Martin ‘Hutch’ Hutchinson, 57, tours the world with his dog Starsky, on an ecological mission, and is looking for teachers to contact him if they are interested in him visiting their school.
It is the third time he has cycled through France and – like most places – his prolific YouTube channel shows there has been plenty of roadside rubbish on the way, however he told Connexion he was especially impressed with central France.
“It is the benchmark for the rest of the world. The way they live with nature is incredible. There’s no litter. Nothing.”
He said he has received a very warm welcome in France and people have been very supportive of his goals.
He pedals along in a recumbent bicycle, complete with rear plates that read “you are following the world environmental tour” and a neon yellow flag with the motif “re-cycling to freedom.” On his way, he collects litter, organises clean-ups that he posts on Facebook, visits schools and creates YouTube clips of the areas he passes through to make residents realise the scale of their plastic pollution.
In previous campaigns Mr Hutchinson walked 34,000km through 21 countries in Latin America.

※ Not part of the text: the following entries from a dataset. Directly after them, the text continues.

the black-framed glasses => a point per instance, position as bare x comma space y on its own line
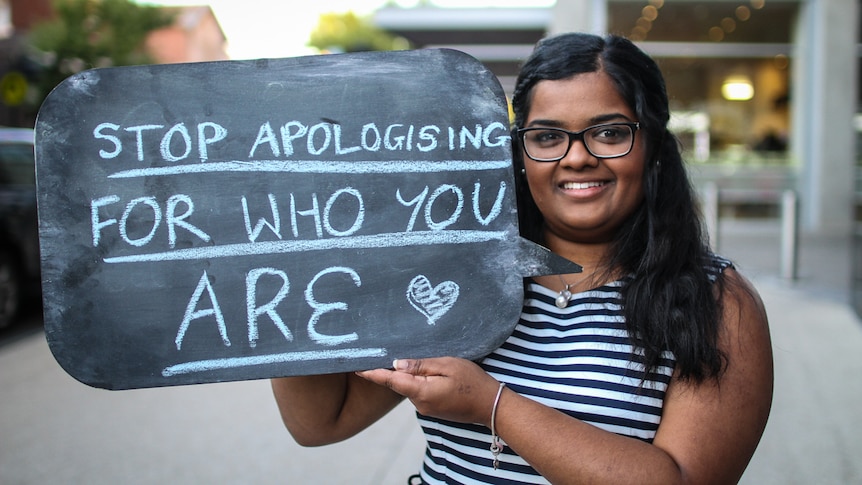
608, 140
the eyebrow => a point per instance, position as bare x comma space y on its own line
596, 120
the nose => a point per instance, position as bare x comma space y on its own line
578, 156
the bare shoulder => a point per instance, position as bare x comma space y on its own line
712, 428
743, 311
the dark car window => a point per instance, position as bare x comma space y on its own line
16, 164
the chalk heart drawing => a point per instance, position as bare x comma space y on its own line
433, 302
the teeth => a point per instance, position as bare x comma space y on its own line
580, 185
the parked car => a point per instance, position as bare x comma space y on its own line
19, 233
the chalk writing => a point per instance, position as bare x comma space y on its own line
240, 220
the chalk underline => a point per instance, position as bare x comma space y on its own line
319, 166
389, 240
236, 362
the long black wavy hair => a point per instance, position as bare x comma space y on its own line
669, 302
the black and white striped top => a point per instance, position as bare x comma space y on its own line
577, 360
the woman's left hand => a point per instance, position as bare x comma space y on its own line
444, 387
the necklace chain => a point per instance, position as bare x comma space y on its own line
565, 295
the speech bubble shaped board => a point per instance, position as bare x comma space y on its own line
251, 219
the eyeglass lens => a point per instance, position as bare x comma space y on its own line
603, 141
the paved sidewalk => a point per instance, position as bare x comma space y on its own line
56, 430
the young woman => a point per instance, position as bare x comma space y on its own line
652, 366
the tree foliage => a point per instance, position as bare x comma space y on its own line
348, 32
93, 33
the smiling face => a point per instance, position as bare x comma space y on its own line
583, 199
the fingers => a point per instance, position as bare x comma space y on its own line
424, 367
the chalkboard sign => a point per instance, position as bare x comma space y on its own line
250, 219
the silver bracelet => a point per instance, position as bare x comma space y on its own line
496, 442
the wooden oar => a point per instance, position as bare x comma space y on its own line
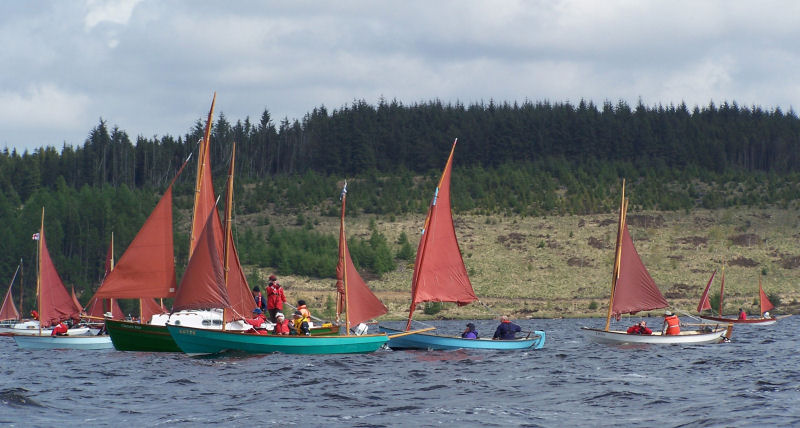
406, 333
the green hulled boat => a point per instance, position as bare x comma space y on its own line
200, 341
133, 336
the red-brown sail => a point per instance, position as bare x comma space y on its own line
147, 268
8, 311
359, 301
439, 271
704, 302
766, 305
55, 302
635, 289
203, 283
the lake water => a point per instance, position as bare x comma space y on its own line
752, 381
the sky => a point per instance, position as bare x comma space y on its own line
151, 67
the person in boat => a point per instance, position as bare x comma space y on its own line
470, 332
282, 326
258, 318
507, 330
303, 308
640, 328
261, 302
671, 325
301, 324
275, 297
60, 329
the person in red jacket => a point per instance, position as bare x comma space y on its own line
640, 328
281, 325
60, 330
671, 325
275, 297
258, 320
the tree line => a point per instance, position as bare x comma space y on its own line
512, 159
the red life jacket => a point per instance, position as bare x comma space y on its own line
282, 327
673, 325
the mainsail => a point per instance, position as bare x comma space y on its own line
439, 271
355, 297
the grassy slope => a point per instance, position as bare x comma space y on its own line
552, 267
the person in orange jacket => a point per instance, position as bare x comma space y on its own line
281, 325
671, 325
60, 329
275, 297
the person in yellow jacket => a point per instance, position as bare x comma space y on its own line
301, 324
672, 325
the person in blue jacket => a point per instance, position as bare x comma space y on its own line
507, 330
470, 332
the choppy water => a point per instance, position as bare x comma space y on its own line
752, 381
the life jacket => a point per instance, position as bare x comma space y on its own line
281, 327
673, 325
275, 296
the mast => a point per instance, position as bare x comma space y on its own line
228, 224
721, 288
343, 262
201, 159
39, 272
623, 206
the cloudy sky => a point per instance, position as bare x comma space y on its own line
151, 67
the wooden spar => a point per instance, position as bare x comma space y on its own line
422, 248
228, 224
342, 260
406, 333
39, 273
721, 288
204, 146
617, 255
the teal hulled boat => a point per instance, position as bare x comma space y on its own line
200, 341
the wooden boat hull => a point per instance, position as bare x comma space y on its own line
198, 341
64, 342
756, 321
132, 336
435, 342
621, 337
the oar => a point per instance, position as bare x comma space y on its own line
406, 333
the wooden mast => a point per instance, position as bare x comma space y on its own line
228, 224
204, 146
617, 254
39, 272
342, 260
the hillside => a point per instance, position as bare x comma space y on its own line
556, 266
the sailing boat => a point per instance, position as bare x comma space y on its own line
55, 304
440, 276
764, 305
633, 290
356, 297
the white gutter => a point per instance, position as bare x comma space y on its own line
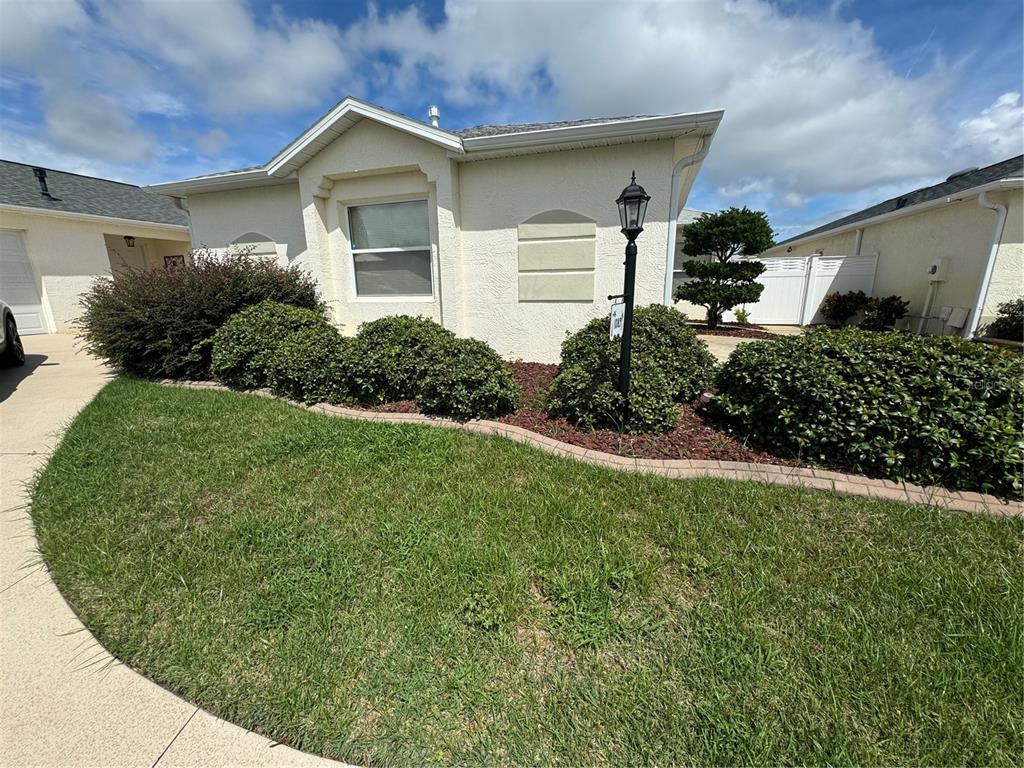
4, 208
986, 276
677, 172
1007, 183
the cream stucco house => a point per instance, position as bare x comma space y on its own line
954, 250
60, 230
508, 232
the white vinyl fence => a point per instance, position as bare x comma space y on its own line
796, 287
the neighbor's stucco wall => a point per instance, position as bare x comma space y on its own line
66, 255
499, 195
961, 231
220, 218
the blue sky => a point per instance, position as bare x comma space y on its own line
829, 107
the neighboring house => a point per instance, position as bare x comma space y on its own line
60, 230
953, 250
509, 233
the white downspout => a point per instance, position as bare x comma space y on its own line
677, 172
986, 276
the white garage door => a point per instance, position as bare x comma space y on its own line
17, 286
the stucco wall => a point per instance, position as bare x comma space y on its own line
374, 163
67, 254
220, 218
499, 195
958, 230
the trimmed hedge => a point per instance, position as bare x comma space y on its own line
311, 365
930, 410
155, 323
243, 346
670, 366
465, 379
390, 355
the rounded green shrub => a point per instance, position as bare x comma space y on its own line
311, 365
465, 379
390, 354
157, 323
670, 366
241, 348
930, 410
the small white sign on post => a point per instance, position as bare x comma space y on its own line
617, 321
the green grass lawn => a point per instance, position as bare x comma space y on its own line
403, 595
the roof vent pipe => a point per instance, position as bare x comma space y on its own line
41, 178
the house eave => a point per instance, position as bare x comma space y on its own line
6, 208
1001, 184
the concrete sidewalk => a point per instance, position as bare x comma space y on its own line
64, 699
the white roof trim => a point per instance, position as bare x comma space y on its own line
679, 123
1006, 183
282, 162
93, 217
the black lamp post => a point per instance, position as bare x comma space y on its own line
632, 208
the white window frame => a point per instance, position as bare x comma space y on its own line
353, 252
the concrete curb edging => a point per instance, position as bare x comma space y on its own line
820, 479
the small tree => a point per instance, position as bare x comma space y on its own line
721, 285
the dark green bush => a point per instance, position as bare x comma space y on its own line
465, 379
242, 347
925, 409
1010, 323
154, 323
311, 365
390, 354
882, 313
839, 307
671, 366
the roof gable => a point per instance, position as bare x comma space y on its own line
71, 193
1008, 169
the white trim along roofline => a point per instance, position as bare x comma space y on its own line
1006, 183
282, 168
4, 207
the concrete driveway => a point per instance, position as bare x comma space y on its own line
64, 699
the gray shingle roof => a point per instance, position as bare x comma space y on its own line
499, 130
1013, 168
76, 194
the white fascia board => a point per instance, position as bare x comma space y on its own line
1006, 183
93, 217
350, 105
595, 131
228, 180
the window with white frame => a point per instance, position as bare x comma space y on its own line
390, 249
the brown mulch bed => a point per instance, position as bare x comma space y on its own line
692, 437
729, 329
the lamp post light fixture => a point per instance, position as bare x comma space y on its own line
632, 209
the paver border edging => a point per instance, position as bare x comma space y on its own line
820, 479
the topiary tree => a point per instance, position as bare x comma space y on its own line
721, 284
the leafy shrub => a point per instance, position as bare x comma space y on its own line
390, 354
242, 347
1009, 324
839, 307
311, 365
931, 410
881, 314
465, 379
670, 366
154, 323
720, 286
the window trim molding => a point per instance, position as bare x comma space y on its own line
429, 249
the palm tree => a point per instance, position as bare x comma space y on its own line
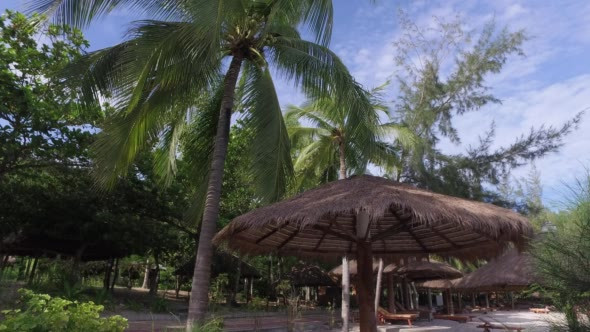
156, 76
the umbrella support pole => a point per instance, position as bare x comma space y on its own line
390, 293
429, 304
365, 291
378, 285
345, 294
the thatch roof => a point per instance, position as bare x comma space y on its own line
310, 275
337, 271
439, 284
223, 262
405, 221
424, 270
511, 271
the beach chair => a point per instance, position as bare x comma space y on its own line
540, 310
384, 316
489, 326
456, 318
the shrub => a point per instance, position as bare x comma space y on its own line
42, 312
562, 260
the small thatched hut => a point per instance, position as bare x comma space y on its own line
512, 271
366, 216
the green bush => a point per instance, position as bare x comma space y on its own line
562, 260
42, 313
212, 325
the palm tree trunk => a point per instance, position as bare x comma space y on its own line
199, 299
345, 272
378, 285
342, 174
345, 294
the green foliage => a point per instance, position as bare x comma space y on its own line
429, 101
211, 325
318, 147
562, 261
159, 304
218, 286
41, 123
42, 312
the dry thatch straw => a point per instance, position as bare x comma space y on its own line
424, 270
405, 221
441, 284
352, 268
511, 271
310, 275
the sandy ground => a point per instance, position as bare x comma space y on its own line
530, 321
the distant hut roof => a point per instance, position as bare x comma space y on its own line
310, 275
222, 262
321, 222
424, 270
511, 271
352, 270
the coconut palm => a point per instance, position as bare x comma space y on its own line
326, 150
157, 75
320, 133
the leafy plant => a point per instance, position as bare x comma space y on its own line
212, 325
562, 260
42, 312
159, 305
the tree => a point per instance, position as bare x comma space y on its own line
429, 100
41, 123
156, 75
325, 151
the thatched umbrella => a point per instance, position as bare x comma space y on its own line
417, 271
512, 271
444, 285
364, 216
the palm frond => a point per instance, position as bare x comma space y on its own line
272, 167
80, 13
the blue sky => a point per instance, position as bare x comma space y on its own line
547, 86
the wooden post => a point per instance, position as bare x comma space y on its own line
378, 285
402, 294
365, 291
33, 269
390, 293
416, 296
429, 304
451, 305
345, 293
406, 298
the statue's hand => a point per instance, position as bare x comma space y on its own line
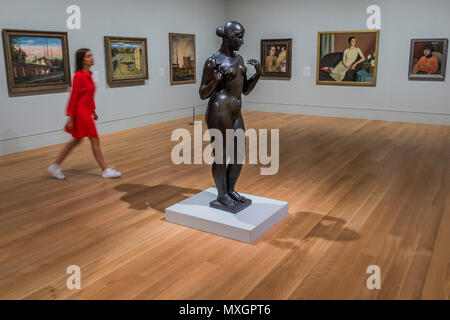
255, 63
218, 75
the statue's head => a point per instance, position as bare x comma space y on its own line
232, 33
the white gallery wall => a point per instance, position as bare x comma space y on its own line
394, 97
37, 120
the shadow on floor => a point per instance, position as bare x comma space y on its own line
158, 197
323, 227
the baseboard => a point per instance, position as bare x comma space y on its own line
358, 113
50, 138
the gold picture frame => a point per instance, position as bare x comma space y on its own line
126, 60
36, 62
187, 73
284, 67
329, 52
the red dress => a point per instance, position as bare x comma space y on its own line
81, 106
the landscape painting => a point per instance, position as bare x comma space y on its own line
182, 58
126, 60
36, 61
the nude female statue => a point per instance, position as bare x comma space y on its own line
223, 82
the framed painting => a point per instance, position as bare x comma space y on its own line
347, 58
126, 60
36, 61
182, 58
276, 58
428, 59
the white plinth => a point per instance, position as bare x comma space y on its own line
245, 226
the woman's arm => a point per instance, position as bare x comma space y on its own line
251, 83
210, 79
344, 58
74, 96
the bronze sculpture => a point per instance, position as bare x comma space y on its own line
223, 82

On the way he picked up Starsky, who had been abandoned in Portugal. His videos show his companion trotting along beside his bike, occasionally picking up the odd piece of plastic and placing it on doorsteps - if a dog can pick up litter, then so can humans, he says.
This month he will visit Châtenois, Langres and Dijon then continue from there to Lyon and Nice before heading into Italy.
He sleeps wherever he can; in his tent, police stations, hospitals, even a prison in Bolivia. “You name it, I’ve slept in it,” he said.
During 45 minute sessions at schools, Mr Hutchinson shows some of his many videos (there are over 7,000 on his YouTube channel, mostly of rubbish in the street) to wake students up to the tonnes of plastic waste our societies are producing. He says there is no language barrier thanks to his visual approach with his bike, dog and self-explanatory videos. “It’s something different that they remember. In Europe, I haven’t had a school that hasn’t appreciated me being there.”
After having a “fantastic” welcome at primary schools, Mr Hutchinson says he now wants to focus on secondary schools as he believes that 14-16 is the crucial age when teenagers form their opinions about the planet.
“It is frustrating when we can’t even get the basics right,” he said. He struggles to understand how we are still unable to tackle an issue as simple as litter when there are much greater environmental concerns facing the planet.
He advocates everyday activism, little individual acts that can collectively make a big difference. “We adults have got to change our attitudes and lead by example. Learn how to respect the planet,” he said.
Mr Hutchinson blames the rapid pace of life today that he thinks encourages lifestyles that disregard environmental cost. “In modern day living everything is meant to be faster and everything is about convenience.”
One of Mr Hutchinson’s recent videos of someone’s dinner is telling: plastic-encased chicken and a plastic packet of instant rice. He says not only is the waste harmful, but broken down bits of plastic in the environment can have a toxic effect on our bodies.